Last July in fact, when he told Mary Riddell for Fabian Review he was literally not interested in the leadership for our "The Man Who Won't Be King" profile in Fabian Review last summer.
The reasons were highly personal and pretty emphatically Shermanesque. The reference to Nick Clegg and David Cameron being "physiologically interchangeable ... They are merging into the same person" was rather prescient.
"I'm not interested in Westminster, or Parliament really. The leadership doesn’t interest me. There are certain identikit characteristics which a leader has to have, and I don’t have them. I don’t have the certainty needed to do it. I couldn’t deal with it. I have a different conception of how I want to live my life".

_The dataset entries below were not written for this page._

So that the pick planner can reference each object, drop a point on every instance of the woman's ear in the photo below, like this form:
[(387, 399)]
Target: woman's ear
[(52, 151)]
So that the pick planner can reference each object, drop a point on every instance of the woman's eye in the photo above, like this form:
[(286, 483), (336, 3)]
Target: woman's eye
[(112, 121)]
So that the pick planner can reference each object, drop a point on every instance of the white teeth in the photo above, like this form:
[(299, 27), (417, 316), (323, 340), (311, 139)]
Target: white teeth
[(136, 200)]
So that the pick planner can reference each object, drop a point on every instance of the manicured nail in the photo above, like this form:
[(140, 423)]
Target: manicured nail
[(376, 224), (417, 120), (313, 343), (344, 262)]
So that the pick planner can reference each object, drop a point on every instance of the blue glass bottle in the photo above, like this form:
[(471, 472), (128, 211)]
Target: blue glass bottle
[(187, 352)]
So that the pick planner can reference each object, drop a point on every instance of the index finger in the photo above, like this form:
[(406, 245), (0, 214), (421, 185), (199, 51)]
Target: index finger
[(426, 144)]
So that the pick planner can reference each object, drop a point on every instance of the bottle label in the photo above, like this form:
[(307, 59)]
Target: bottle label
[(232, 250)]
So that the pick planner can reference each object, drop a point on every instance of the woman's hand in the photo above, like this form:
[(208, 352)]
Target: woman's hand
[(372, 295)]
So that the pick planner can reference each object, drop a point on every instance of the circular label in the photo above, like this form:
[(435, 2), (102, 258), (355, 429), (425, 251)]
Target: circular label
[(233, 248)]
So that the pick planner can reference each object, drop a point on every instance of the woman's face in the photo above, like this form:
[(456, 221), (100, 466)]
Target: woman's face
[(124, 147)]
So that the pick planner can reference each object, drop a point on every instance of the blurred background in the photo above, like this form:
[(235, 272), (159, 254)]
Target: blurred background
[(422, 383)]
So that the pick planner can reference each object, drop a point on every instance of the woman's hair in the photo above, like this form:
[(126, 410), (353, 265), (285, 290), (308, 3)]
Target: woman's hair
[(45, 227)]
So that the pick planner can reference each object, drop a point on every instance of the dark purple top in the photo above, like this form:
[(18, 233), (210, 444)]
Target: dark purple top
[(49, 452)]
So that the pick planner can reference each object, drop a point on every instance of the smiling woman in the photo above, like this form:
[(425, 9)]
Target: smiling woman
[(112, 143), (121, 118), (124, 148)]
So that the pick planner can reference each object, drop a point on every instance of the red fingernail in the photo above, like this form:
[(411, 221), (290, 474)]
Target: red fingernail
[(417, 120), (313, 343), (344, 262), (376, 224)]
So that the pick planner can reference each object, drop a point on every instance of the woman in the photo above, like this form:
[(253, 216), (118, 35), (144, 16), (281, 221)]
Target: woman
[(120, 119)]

Partly he is talking about lifestyle. And partly, he is talking about compromise - "playing some game, thinking if I shave 20 per cent of this, then it might work".
“I literally am not interested. A lot of blokes in and around Cabinet could do it. Harriet Harman has shown real steel. There’s the Miliband lads, James Purnell and younger people. I never even thought I'd be an MP. I'm having a blast. But I don't want anything. I’m not ambitious – that’s my problem. Tony Blair, Nick Clegg and David Cameron are physiologically interchangeable. They are merging into the same person – constructing a politician that fits the rubric. The parties themselves have been hollowed out””

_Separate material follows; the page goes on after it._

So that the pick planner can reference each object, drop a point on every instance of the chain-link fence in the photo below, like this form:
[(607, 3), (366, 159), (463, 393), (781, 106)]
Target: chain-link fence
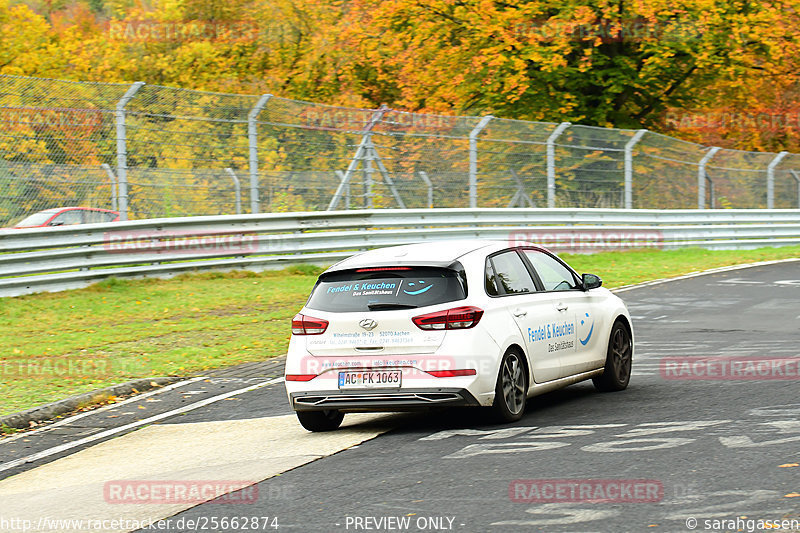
[(151, 151)]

Prior to his Guardian piece tomorrow, Jon Cruddas has given every indication of wavering under pressure to stand - if the New Statesman was to be believed - but we shall claim the scoop!

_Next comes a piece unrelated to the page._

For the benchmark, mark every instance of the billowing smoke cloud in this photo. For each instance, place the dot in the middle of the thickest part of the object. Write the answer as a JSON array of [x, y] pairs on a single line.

Jon Cruddas topped the poll in the first round of the 2007 deputy leadership contest.
His decision not to run for the leadership will disappoint party members who hoped a candidate outside the former government frontbench could open up the contest.
He could do a good deal to shape the contest from outside it.
I hope he might help to deepen the contest.
He would also give it time to breathe, by not racing to endorse another candidate at once.